Middle East and North Africa (MENA) countries have to tap into the opportunities the ongoing Covid-19 crisis is presenting for more trade integration and liberalisation, the World Bank (WB) has urged.
In its economic outlook update report for MENA, released Monday, the WB outlined an approach to regional trade integration in MENA based on three objectives.
These include achieving economic efficiency, driven largely by the quest for market liberalisation and free trade, through the expansion and deepening of trade agreements and other instruments, including rules of origin.
Further, the approach urges attaining gradual convergence of per capita income and living standards among countries in critical parallel sectoral reforms, cooperation among institutions, and harmonisation of regulations, according to the WB approach.
In addition, explicit goals should be set to prevent social and territorial inequalities that would naturally result from free trade, through the provision of public goods and specific measures targeting local areas and vulnerable population groups.
Economic integration will pave the way for stronger regional alliances that allow countries to better compete in global markets. Regional cooperation can also attract the investment needed to generate more and better jobs, according to the WB.
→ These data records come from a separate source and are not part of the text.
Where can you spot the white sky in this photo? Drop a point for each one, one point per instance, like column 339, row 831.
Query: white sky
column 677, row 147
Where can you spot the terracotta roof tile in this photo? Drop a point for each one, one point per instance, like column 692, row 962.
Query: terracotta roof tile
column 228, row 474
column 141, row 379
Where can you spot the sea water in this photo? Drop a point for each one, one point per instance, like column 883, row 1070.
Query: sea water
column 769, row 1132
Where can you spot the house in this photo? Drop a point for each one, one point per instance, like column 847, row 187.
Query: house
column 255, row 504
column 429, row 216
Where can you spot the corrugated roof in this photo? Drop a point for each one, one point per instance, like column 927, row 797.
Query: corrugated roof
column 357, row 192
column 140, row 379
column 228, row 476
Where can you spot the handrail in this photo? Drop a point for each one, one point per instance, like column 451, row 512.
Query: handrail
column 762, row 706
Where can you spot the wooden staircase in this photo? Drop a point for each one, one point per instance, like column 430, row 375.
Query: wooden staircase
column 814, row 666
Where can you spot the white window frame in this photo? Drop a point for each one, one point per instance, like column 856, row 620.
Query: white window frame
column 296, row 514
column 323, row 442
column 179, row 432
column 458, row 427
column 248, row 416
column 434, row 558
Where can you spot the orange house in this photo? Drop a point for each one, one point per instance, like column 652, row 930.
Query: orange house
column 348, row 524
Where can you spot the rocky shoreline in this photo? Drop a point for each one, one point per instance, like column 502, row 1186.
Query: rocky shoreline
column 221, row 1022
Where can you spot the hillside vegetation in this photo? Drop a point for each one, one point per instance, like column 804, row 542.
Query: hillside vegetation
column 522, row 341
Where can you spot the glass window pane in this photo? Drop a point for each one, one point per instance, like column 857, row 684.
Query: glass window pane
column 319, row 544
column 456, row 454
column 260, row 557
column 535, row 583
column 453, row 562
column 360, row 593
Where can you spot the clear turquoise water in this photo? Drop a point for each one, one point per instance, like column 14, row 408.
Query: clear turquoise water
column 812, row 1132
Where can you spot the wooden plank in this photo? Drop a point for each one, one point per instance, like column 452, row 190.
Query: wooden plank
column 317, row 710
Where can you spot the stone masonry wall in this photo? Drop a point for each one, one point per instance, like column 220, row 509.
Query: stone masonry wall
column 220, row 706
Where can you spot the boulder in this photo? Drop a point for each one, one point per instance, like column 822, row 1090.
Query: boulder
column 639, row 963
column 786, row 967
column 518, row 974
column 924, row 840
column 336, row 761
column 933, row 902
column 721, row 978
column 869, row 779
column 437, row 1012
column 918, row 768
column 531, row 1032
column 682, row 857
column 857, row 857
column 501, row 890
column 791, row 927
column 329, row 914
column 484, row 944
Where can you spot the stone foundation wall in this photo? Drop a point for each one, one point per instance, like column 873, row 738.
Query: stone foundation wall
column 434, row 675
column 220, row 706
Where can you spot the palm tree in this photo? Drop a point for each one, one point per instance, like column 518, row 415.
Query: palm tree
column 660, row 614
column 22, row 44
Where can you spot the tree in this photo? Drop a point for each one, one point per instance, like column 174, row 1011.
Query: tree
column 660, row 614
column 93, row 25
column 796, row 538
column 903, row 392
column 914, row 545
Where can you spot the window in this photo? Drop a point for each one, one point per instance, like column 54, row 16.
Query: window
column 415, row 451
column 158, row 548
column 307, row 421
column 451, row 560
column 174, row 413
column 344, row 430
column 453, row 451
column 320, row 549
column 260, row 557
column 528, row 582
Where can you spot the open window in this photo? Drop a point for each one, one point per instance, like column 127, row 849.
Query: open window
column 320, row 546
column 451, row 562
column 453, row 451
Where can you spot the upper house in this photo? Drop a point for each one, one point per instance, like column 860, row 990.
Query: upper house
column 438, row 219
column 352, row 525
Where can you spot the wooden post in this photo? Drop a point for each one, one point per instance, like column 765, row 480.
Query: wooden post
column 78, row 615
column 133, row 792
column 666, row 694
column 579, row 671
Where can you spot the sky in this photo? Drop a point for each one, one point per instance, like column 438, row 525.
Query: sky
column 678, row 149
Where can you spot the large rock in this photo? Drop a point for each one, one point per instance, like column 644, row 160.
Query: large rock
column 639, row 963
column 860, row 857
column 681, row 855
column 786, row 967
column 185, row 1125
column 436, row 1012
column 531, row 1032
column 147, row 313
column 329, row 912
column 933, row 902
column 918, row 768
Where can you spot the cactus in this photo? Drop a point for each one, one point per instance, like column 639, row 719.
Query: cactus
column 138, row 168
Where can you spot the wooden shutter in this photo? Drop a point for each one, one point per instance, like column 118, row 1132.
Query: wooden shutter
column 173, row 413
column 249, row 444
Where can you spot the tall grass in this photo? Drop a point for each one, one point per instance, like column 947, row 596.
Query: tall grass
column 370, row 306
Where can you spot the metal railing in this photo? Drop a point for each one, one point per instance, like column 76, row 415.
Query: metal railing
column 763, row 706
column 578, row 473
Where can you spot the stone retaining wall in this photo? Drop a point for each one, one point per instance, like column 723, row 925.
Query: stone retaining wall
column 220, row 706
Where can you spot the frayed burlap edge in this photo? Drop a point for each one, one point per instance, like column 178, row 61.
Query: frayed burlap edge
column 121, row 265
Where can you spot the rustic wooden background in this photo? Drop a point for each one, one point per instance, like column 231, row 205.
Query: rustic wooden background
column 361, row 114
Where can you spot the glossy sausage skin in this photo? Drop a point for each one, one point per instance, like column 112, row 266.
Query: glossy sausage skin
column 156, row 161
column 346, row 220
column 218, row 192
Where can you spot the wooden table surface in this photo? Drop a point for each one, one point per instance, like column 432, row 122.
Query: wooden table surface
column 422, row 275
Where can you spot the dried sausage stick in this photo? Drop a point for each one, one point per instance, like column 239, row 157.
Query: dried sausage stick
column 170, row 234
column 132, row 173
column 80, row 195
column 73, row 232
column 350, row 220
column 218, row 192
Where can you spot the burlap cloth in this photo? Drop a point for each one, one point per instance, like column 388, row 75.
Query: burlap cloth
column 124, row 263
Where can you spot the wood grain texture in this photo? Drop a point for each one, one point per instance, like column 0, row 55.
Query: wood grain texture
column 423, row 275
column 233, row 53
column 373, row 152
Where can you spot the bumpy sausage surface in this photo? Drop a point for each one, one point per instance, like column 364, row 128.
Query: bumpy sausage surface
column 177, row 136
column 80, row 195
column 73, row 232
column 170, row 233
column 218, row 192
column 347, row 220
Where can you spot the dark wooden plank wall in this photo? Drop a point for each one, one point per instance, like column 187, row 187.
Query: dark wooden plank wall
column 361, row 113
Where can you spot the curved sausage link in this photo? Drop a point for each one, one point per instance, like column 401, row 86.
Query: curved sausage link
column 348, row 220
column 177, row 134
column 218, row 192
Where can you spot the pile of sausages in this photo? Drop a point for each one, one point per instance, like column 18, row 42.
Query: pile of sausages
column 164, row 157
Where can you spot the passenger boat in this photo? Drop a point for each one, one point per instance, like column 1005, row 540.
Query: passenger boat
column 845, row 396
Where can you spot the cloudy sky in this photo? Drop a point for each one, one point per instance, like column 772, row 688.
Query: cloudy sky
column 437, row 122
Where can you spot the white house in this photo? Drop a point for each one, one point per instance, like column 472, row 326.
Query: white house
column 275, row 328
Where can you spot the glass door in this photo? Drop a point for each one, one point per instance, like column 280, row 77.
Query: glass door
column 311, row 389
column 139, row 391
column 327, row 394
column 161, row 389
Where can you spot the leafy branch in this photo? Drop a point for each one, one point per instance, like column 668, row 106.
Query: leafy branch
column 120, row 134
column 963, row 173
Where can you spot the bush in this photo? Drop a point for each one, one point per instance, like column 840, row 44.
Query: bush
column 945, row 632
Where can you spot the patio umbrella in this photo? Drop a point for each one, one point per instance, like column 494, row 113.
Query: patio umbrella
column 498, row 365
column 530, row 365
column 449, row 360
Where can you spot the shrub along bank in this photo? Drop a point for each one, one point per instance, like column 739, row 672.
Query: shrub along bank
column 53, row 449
The WB expounded that the positive effects of trade integration go beyond socioeconomic gains to include political benefits, as an increase in bilateral trade interdependence and global trade openness may result in less conflict between countries and bring more peace and stability.
Trade integration has been and continues to be, a means of prosperity, growth, job creation, and stability, the WB said.
Trade openness can be a significant factor in achieving inclusiveness, yet to promote growth that benefits all segments of society, trade reforms must move in parallel with other policy reforms, according to the WB approach.
Trade liberalisation also can contribute to growth and better jobs, but it can also be associated with increased income inequality, according to the WB.
In this regard, the WB called for promoting global labour standards simultaneously with trade liberalisation, which could increase public support for trade agreements while reducing inequality.
Furthermore, trade liberalisation can aggravate pre-existing geographic and social income disparities if income rises for the factors of production, especially labour employed in sectors enjoying comparative advantage, and if income and employment fall in sectors with comparative disadvantage, according to the WB.
The WB highlighted the African Continental Free Trade Area (AfCFTA) — which came into force in 2019 with more member countries, at 55, than any other free trade area — as connecting 1.3 billion people and having a combined GDP of $3.4 trillion.
Preferential trade under the AfCFTA was to commence 1 July 2020, but has been postponed due to the Covid-19 pandemic.